The Rebels, partly due to a slew of injuries, won only four times in the abbreviated season but looked like a different team over the past few weeks, winning two of their final four games while losing the other two in overtime.
Douglas, who will celebrate his 21st birthday in July, sees better times ahead for the team.
"There's a lot of good players there. They have a bright future moving forward, especially when all the guys are back from injury," he said.
"They'll have a deeper lineup with everyone coming back and I'm excited for them to see what they can accomplish over the next few years."
Douglas, who drove back to B.C., on Wednesday with teammate Arshdeep Bains, a Surrey product, will attend the University of British Columbia in the fall and suit up with the Thunderbirds.
One of his UBC teammates will be Anders, while two other former Rebels - Rylan Toth and Austin Glover - will be entering their fourth year.
Douglas will be enrolled in the university's Sauder School of Business.
"I was really lucky to be able to get in," said Douglas. "I spent a lot of time on my application and making sure my resume was as good as I could possibly make it. I was lucky to get in my first time applying.
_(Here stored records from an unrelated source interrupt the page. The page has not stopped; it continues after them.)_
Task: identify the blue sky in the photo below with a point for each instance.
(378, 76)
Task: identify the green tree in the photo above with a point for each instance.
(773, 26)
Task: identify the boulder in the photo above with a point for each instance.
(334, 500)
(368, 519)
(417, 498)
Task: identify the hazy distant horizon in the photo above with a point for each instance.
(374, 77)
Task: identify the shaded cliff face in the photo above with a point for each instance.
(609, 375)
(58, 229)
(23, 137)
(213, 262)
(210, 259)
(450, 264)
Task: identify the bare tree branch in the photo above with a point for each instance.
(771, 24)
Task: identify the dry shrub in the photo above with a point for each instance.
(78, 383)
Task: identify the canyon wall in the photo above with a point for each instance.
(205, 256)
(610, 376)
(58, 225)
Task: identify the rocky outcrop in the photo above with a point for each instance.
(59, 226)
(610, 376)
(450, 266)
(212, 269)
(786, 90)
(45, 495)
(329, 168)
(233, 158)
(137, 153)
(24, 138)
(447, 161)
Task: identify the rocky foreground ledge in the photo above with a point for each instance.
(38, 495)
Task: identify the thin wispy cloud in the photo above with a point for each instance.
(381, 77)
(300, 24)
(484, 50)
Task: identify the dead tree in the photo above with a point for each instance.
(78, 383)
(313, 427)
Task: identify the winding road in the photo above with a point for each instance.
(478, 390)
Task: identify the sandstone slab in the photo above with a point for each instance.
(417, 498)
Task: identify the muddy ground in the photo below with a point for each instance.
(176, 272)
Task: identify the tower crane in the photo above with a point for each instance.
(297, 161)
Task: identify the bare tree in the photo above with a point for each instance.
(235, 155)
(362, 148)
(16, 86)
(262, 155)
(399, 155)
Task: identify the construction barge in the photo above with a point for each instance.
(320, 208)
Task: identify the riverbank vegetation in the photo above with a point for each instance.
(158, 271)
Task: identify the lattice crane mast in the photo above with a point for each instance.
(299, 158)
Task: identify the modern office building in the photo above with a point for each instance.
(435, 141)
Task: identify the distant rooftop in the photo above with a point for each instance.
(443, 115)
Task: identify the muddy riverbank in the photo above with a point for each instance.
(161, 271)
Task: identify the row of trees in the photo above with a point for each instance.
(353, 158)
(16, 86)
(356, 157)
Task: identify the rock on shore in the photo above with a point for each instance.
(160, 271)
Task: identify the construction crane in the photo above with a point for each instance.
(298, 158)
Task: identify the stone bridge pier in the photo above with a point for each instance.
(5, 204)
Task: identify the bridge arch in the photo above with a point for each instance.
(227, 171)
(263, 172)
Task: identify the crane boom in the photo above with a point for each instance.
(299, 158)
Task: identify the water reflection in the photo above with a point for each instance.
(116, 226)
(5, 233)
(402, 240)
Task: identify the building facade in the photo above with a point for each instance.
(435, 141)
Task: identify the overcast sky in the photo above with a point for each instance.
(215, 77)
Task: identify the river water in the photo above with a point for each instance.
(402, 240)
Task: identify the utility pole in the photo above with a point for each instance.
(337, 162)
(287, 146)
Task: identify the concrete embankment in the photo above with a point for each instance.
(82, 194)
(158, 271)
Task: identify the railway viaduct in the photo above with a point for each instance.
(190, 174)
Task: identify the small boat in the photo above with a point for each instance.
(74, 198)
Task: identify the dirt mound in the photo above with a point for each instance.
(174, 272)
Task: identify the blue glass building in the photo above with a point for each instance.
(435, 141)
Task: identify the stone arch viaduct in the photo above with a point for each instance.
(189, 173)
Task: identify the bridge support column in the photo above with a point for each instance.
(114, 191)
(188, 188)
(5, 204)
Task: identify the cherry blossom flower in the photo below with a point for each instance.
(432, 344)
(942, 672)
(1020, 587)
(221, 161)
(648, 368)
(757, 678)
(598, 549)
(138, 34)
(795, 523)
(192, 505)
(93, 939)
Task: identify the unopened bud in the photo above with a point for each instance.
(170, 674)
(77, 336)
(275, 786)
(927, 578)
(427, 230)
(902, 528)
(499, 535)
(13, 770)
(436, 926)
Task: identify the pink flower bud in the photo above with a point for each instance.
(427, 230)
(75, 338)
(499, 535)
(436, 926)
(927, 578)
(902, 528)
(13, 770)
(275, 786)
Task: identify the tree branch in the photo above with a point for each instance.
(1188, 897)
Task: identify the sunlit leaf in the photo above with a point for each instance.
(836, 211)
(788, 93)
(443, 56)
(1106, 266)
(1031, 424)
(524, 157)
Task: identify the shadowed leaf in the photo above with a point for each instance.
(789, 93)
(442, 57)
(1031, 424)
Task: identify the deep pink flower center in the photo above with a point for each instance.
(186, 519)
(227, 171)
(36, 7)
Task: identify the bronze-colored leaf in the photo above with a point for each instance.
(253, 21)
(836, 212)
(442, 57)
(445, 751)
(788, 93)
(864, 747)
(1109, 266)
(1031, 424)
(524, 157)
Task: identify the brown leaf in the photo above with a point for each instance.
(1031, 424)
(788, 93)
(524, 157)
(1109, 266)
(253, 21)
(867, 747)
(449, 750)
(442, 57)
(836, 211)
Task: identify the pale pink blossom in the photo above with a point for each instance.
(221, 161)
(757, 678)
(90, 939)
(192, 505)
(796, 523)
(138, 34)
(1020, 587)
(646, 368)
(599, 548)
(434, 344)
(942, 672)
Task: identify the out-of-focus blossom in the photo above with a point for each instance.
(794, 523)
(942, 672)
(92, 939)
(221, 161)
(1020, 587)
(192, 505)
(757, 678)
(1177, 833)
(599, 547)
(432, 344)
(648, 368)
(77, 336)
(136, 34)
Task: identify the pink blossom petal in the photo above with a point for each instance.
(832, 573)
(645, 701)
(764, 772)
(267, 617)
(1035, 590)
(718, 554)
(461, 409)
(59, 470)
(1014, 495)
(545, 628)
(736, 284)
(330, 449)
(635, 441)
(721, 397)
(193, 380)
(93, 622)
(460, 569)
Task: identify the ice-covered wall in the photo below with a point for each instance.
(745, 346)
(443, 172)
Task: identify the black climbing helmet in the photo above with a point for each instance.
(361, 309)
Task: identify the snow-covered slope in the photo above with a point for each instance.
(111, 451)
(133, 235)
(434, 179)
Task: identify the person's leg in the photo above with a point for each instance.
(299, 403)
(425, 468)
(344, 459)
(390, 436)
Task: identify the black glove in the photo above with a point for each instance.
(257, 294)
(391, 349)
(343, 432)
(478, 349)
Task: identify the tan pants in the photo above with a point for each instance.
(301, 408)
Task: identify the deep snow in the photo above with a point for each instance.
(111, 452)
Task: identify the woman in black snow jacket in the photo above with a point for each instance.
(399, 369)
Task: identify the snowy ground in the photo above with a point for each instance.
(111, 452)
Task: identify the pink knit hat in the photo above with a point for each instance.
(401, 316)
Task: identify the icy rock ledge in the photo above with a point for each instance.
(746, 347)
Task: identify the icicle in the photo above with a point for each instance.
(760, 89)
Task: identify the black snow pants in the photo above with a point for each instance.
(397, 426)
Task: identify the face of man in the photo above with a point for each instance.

I'm excited."
Douglas joined the Rebels the season after the team hosted the Memorial Cup. The Rebels were never a true championship contender during his time in Red Deer but he insisted it was a valuable and highly enjoyable period in his life.
"For sure it was a positive experience. Some of the best memories I've made in my life were in Red Deer," he said. "Playing in Red Deer helped me develop as a player and as a person. It really molded me into who I am and what my values are moving forward in life."